The beginning of awards season each year sees THR assembling talent in one room for great roundtables, and this year the director roundtable features Ang Lee, Tom Hooper, Ben Affleck, David O. Russell, Gus Van Sant, and the dominating presence of Tarantino.

The comment about Death Proof may have been the most attention-getting thing Tarantino said, but he had a lot more to offer, from a breakdown of his own writing and directing process, to plans to write books (novels and film criticism) after he stops actively directing. And the end of his directorial career seems prompted by technological change, as the move to digital projection leaves him cold.

And there’s a lot more, too — while Tarantino tends to dominate the conversation, each of the participants has great stuff to add about the business of directing.

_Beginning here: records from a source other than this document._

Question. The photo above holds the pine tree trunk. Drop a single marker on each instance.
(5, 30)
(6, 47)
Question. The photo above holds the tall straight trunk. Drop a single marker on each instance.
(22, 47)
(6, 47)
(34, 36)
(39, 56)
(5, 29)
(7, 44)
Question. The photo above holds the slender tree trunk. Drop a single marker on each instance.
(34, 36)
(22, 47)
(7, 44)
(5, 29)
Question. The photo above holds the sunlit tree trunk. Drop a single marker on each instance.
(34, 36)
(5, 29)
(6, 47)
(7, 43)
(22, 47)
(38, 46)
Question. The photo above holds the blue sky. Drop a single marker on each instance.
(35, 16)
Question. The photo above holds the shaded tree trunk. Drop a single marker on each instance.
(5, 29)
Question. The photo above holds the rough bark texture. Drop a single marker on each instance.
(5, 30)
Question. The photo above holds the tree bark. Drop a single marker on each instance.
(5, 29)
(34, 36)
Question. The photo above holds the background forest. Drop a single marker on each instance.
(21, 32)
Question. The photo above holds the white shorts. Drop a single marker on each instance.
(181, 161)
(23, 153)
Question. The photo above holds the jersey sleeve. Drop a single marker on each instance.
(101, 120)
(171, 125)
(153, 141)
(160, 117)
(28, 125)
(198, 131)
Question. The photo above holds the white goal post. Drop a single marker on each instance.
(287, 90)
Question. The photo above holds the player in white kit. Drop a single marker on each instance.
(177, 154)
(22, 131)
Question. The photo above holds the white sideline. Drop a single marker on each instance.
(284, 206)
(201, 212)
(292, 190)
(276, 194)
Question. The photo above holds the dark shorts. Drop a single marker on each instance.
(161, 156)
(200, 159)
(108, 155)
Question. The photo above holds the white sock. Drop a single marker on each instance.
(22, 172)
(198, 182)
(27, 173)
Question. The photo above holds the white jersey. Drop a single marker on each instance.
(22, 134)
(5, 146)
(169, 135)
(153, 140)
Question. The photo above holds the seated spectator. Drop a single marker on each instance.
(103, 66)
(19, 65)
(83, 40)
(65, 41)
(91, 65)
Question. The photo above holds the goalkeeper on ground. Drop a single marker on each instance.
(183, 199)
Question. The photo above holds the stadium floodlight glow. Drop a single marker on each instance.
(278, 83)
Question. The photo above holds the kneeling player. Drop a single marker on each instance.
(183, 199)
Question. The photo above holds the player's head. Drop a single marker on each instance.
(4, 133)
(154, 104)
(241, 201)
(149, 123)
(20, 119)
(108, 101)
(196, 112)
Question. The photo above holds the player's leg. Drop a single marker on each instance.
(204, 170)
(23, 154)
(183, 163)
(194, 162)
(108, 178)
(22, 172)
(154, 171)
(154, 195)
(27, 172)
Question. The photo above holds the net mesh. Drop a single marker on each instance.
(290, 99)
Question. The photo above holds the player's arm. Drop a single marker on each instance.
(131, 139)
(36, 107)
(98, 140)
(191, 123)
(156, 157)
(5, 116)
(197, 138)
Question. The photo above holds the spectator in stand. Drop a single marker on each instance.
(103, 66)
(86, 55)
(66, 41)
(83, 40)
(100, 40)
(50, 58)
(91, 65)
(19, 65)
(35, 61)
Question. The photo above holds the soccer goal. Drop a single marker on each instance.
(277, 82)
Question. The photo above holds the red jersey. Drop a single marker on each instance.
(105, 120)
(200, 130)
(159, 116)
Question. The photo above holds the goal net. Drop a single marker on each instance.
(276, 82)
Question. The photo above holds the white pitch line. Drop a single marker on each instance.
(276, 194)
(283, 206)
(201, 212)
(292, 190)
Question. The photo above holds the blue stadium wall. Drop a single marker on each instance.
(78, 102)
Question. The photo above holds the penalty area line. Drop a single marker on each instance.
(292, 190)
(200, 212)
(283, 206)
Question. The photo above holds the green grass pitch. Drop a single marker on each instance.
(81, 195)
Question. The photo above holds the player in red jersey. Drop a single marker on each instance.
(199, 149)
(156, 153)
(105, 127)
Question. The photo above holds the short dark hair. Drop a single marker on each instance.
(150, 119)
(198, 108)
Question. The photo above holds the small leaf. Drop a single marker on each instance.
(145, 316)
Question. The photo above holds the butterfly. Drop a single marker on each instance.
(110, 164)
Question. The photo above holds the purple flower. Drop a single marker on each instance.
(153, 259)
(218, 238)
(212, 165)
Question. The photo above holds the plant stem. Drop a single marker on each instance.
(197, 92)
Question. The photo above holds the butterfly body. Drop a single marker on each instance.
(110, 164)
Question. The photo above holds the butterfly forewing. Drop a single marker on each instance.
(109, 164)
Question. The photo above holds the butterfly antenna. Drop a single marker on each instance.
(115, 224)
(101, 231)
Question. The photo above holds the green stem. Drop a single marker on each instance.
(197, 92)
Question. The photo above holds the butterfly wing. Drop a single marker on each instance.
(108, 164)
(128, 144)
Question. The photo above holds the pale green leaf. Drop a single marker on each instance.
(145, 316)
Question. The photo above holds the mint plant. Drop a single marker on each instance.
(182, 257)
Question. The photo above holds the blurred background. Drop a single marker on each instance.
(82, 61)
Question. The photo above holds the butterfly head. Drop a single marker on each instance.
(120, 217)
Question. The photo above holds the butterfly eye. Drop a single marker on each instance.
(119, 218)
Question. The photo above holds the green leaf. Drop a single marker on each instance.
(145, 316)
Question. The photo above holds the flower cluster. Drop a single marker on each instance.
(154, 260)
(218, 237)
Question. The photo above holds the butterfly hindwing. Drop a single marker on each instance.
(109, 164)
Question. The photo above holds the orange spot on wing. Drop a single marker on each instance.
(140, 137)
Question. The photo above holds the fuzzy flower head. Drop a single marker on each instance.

It’s worth an hour of your time to watch the whole thing.

My favorite part of this roundtable has to be the looks Tarantino gets as he talks about some of his working method. When he’s talking about how he scripts, and the way he rewrites on set… and then when he talks about throwing temper tantrums and David O. Russell pipes in with “speak for yourself, Quentin.” Gold!

Here’s part of Tarantino’s talk, in which he talks about being a writer after his active directorial career is done, and mentions the idea of doing “a six-hour mini-series or something” to adapt a huge Kill Bill-style script:

Elsewhere, he echoed recent statements about quitting directing:

I’m really well versed on a lot of directors’ careers, you know, and when you look at those last five films when they were past it, when they were too old, and they’re really out of touch with the times, whether it be William Wyler and The Liberation of L.B. Jones or Billy Wilder with Fedora and then Buddy Buddy or whatever the hell. To me, it’s all about my filmography, and I want to go out with a terrific filmography. Death Proof has got to be the worst movie I ever make. And for a left-handed movie, that wasn’t so bad, all right? — so if that’s the worst I ever get, I’m good. But I do think one of those out-of-touch, old, limp, flaccid-dick movies costs you three good movies as far as your rating is concerned.